Anne and her older sister Isabel Neville were the only children of the famous Earl of Warwick. The King making Earl held great power and popularity through out England. He was also included in the handful of nobility that had a major role in the War of the Roses. Warwick had the ward ship of all the York boys through their adolescents Edward, George, and Richard Plantagenet all were in Warwick’s home at one time or another. Warwick had a dream of seeing a puppet king on the throne of England and he wanted to be the one pulling the strings. His ambition was so great that he wanted to make sure that at least one of his daughters were married to the puppet king. When Edward of York became Edward IV Warwick was a big part of the events and their relationship was great until Edward married the beautiful commoner Elizabeth Woodville with out warning. Warwick had been working on a French marriage for Edward and it was all for nothing now that he secretly married. Warwick saw the marriage as a personal slight on him and it started to deteriorate what had been a positive relationship of so many years. The relationship could never really be healed after this point because the rift became too great.
Immediately afterwards Warwick had begun plotting and he moved on to his back up plan. He successfully married his eldest daughter to King Edwards’s younger brother George Duke of Clarence. His ultimate plan was to replace Edward IV and Elizabeth Woodville with his daughter Isabel and George. Things were doomed to fail for them but his girls really suffered the most by his hand. Isabel had the most reason to be upset. Early on in her marriage to George Isabel had become pregnant and she was forced to flee with her whole family. Edward had foiled his mentor’s plans and they went to hide in Calais. A wicked storm took over there ship on the way there and they were also not permitted to dock Calais. She went into early labor from duress and her child was stillborn. Isabel swore afterwards that it was a witch’s wind that had taken over her fathers ship. She also swore that it was none other than Elizabeth Woodville and her mother that had conjured it up.
In this novel in the series Elizabeth Woodville is a force to be reckoned with in her own right….fierce and very deadly. Warwick had basically declared war on her when he had stolen her father and brother and murdered them in the name of the law when in reality it was out of pure hatefulness for Elizabeth. He executed them with no authority and Elizabeth would never forgive or forget it. Elizabeth would lay a curse on two names and two names alone. Isabel Neville is convinced that it is she and her sister’s names on that piece of paper.

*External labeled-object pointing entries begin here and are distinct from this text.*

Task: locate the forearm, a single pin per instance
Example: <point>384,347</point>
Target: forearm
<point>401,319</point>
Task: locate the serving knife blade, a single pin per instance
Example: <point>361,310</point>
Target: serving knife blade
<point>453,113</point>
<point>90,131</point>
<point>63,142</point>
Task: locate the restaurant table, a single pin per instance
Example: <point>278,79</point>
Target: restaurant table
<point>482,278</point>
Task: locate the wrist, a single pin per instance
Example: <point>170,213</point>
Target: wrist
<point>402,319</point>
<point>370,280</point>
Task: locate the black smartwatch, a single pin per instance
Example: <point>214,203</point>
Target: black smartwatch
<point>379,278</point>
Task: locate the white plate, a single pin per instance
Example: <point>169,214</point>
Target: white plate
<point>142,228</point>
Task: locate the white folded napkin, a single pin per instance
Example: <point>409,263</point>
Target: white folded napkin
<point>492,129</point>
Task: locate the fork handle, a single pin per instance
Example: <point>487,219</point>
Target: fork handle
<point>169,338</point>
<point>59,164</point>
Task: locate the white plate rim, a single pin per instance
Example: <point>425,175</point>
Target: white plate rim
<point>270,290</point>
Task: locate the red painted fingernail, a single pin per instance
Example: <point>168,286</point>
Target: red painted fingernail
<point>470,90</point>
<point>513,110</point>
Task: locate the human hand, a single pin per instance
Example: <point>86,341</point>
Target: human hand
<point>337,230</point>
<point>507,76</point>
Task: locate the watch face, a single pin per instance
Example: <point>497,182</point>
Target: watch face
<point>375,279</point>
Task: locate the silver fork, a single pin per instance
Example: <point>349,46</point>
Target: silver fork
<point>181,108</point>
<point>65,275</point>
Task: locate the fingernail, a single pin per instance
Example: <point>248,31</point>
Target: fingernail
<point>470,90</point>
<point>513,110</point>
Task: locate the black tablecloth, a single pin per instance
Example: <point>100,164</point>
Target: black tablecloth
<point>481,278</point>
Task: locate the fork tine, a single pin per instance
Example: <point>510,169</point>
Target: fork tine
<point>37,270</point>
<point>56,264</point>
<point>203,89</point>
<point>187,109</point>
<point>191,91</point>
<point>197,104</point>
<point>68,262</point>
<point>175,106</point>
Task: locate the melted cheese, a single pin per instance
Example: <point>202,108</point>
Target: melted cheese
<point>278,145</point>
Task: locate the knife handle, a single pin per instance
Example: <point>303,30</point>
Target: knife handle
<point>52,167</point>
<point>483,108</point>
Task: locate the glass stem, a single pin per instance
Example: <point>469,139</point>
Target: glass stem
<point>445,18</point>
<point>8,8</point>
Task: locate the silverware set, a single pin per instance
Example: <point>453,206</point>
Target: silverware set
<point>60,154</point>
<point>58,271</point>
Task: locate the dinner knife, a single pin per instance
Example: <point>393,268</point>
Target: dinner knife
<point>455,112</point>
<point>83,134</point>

Anne Neville had made it through so much with her sister at a young age it really was not an easy life for these girls even in the beginning. Warwick had sided Anne at one point to Margaret of Anjou the she wolf of France. Anne married Margaret’s son Edward and they all lead a one last-ditch effort attack into England. They planned on recapturing the crown from Edward IV. The planed failed before it had even begun and it left Anne a widow in war torn England. Stuck with Margaret Anne had not known what to do but when they were captured her heart skipped a beat when she saw again her childhood friend Richard Duke of Gloucester
In a complete turn of fortunes wheel Anne is in some sorts of favor at court. She also gets to see her sister Isabelle but that quickly turned sour when it became apparent that Anne was more of a prisoner than an honored guest. Anne was presented with an escape route and it was a very handsome way to gain control of her life. She had always loved Richard and she even fancied herself marring him as a child. Yet she still could not believe it might actually truly come to pass.
Richard and Anne put the past behind them and had moved on as an untied front. At court at the time it seemed that everyone was plotting, possibly poisoning, and what made it worst of all is the Woodville witch held all the power. They fled to escape the pressures of court. It was not long before they had received word that Edward has suddenly passed away. He had named Richard as his protector of his young heir. Elizabeth Woodville would never just “let” Richard be protector and so began the mad dash to the position of power over a defenseless child heir.
4.5/5 Such a good book but “Lady of the Rivers” was better. It was a delightful follow up to it. I cannot wait for Elizabeth of York: “The White Princess” which will release July 23, 2013. PG has made another wonderful addition to the Cousins’ War series. I hate to admit this but Philippa’s spin on Anne Neville was way better than Jean Plaidy’s version. That was the only novel of Jean Plaidy’s that I did not like because Ann was portrayed as a week woman but Gregory empowered her and made her strong to me, as she should be for a woman who lived her whole life in the turmoil of the War of the Roses.